Engraving by Hans Sebald Beham (1548). A winged skeleton holding an hour-glass moves towards a young girl, who fell asleep in a suggestive position. 'Death and the Maiden' was a common theme during this period, both because of the aforementioned fascination with death, and as an excuse to paint nude women.


"The Kiss of Death" by Edvard Munch (1899). Death was often represented in a sexually aggressive way.


"Death and the Maiden" by Hans Baldung Grien (1517). painted this painting in which Death seizes a girl by the hair and forces her to go down in to the tomb dug to her feet. Death indicates the grave with his right hand. Grien painted many variations on this painting - see the note about naked women above.


The Dance of Death (1493) by Michael Wolgemut, from the Liber chronicarum by Hartmann Schedel. La Danse Macabre, also called Dance of death, La Danza Macabra, or Totentanz, is a late-medieval allegory on the universality of death: no matter one's station in life, the dance of death united all. La Danse Macabre consists of the personified death leading a row of dancing figures from all walks of life to the grave—typically with an emperor, king, pope, monk, youngster, beautiful girl, all in skeleton-state. They were produced under the impact of the Black Death, reminding people of how fragile their lives were and how vain the glories of earthly life were. Its origins are postulated from illustrated sermon texts, the earliest artistic examples are in a cemetery in Paris from 1424. From 2004 - 2006, Houston's Bobbindoctrin Puppet Theatre and Two Star Symphony collaborated on the three part performance series Danse Macabre, a darkly comic puppet performance about death.


"The Best Doctor" by Alfred Kubin. Kubin, also known as the "priest of Hell", or the "Austrian Goya", had a tortured and conflictual soul. He suffered much while creating, and the theme of Death takes a significant place in his works. The feminine silhouette of Death, dressed in black with a medal around her neck, is frightful, just like the dying one's, a too long body clad in white.


"Death and the Miser" by Hieronymus Bosch (1490). This painting was inspired by a 15th century book of prayers entitled: Ars Moriendi (the art of dying): a handbook on the proper way of dying. It included eleven scenes: the first five were temptations of the devil, who was inviting the dying man to sin through impiety, despair, impatience, vanity and avarice. The five following ones described states of mind inspired by an angel: faith, hope, patience, humility, and generosity. In the last scene, the angel took the soul of the dead to Heaven, and the devilsin Hell let loose frustrated howls of rage. In Bosch's work, on the other hand, the outcome of the fight between devil and angel remains uncertain.

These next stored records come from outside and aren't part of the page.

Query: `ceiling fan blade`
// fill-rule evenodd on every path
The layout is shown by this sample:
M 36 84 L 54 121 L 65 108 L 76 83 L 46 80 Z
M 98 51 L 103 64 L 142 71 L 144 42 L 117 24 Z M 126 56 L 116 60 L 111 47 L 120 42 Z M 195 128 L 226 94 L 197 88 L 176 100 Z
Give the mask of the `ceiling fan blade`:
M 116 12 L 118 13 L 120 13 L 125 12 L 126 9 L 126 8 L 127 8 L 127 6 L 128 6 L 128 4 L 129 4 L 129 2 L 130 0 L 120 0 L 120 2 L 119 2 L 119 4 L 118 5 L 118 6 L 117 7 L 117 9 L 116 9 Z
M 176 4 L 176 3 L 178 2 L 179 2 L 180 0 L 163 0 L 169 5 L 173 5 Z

"The Triumph of Death" by Pieter Brueghel the Elder (1562). Brueghel was strongly influenced by the style of Hieronymus Bosch. The painting is a panoramic landscape of death: the sky in the distance is blackened by smoke from burning cities and the sea is littered with shipwrecks. Armies of skeletons advance on the hapless living, who either flee in terror or try vainly to fight back. Skeletons kill people in a variety of ways - slitting throats, hanging, drowning, and even hunting with skeletal dogs. In the foreground, skeletons haul a wagon full of skulls, and ring the bell that signifies the death knell of the world. A fool plays the lute while a skeleton behind him plays along; a starving dog nibbles at the face of a child; a cross sits lonely and impotent in the center of the painting. People flee into a tunnel decorated with crosses whilst a skeleton on horseback slaughters people with a scythe. The painting clearly depicts people of different social backgrounds - from peasants and soldiers to nobles and even a king - being taken by death indiscriminately. Pieter Brueghel also painted Mad Meg, a portrait of Dulle Griet, one of the main characters in Full Circle.


This fantastical depiction of the plague was painted by Arnold Bocklin in 1898. Guillermo Del Toro is a big fan of his work.


Anonymous illustration of the Black Death from the Toggenburg Bible (1411). The buboes characteristic of the bubonic plague are quite evident.